CMU logo
Search
Expand Menu
Close Menu

Master of Science in Robotics Thesis Talk

Open in new window

Speaker
AKSHAY DHARMAVARAM
Masters Student
Robotics Institute
Carnegie Mellon University

When
-

Where
In Person

Description

Generative Models have been shown to be adept in mimicking the behavior of an unknown distribution solely from bootstrapped data. However, deep learning models have been shown to overfit in either the minimization or maximization stage of the two player min-max game, resulting in unstable training dynamics. We explore the use of self-supervision as a way to incorporate domain-knowledge to stabilize the training dynamics and avoid overfitting. In this work, we investigate the use of self-supervision to stabilize the training of generative models in the single-step and multi- step domains.

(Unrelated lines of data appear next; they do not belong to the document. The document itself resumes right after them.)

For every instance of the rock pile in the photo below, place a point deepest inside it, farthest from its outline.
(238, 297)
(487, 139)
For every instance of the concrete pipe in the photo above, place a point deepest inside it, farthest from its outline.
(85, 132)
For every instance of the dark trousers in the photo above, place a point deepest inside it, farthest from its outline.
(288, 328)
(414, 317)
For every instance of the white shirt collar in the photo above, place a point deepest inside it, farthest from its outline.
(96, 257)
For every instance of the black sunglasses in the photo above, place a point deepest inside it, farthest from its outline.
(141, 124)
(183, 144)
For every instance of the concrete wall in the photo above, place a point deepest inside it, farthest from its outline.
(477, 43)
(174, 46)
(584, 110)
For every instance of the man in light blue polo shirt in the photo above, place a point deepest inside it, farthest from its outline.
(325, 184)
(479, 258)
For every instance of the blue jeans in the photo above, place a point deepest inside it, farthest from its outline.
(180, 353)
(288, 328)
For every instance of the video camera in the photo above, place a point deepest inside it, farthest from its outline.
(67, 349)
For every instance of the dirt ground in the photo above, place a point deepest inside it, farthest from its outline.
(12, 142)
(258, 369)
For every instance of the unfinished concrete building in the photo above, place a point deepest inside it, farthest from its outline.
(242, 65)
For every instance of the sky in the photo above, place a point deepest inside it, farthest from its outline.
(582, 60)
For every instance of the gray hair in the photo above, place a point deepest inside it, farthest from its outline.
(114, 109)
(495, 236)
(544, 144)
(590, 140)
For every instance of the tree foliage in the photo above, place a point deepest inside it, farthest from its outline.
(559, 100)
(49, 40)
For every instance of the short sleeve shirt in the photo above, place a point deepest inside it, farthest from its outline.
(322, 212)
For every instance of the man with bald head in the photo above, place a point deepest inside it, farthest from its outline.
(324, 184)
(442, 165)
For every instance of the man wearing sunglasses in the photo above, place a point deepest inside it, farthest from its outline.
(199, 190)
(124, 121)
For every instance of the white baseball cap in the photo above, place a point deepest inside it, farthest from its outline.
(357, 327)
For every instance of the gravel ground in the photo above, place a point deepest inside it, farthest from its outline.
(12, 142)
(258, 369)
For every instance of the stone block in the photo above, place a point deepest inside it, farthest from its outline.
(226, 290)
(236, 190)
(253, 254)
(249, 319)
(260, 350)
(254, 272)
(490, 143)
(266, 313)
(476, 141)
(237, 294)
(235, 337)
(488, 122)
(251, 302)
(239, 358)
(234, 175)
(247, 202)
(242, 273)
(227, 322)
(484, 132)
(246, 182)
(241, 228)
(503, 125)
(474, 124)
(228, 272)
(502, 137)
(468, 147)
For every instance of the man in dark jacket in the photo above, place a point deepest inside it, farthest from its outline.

Recently, there has been an increased interest in rewriting single-step generative models to output realistic images that are semantically similar to a handful of fixed, user-defined sketches. However, replicating images from complex poses or distinctive, minimalist art styles (e.g. “the Picasso horse”) have been shown to be difficult. To rectify these failure cases, we propose a method that builds upon the GANSketching architecture by introducing a translation model that shifts the distribution of fake sketches to be more similar to that of the user-sketches while also retaining the essence of the originally generated image. Such a formulation avoids overfitting by the discriminator, thus reducing the discriminability and improving gradient propagation. We also illustrate how the choice in the direction of translation affects the number of training steps required as well as the overall performance of the generator.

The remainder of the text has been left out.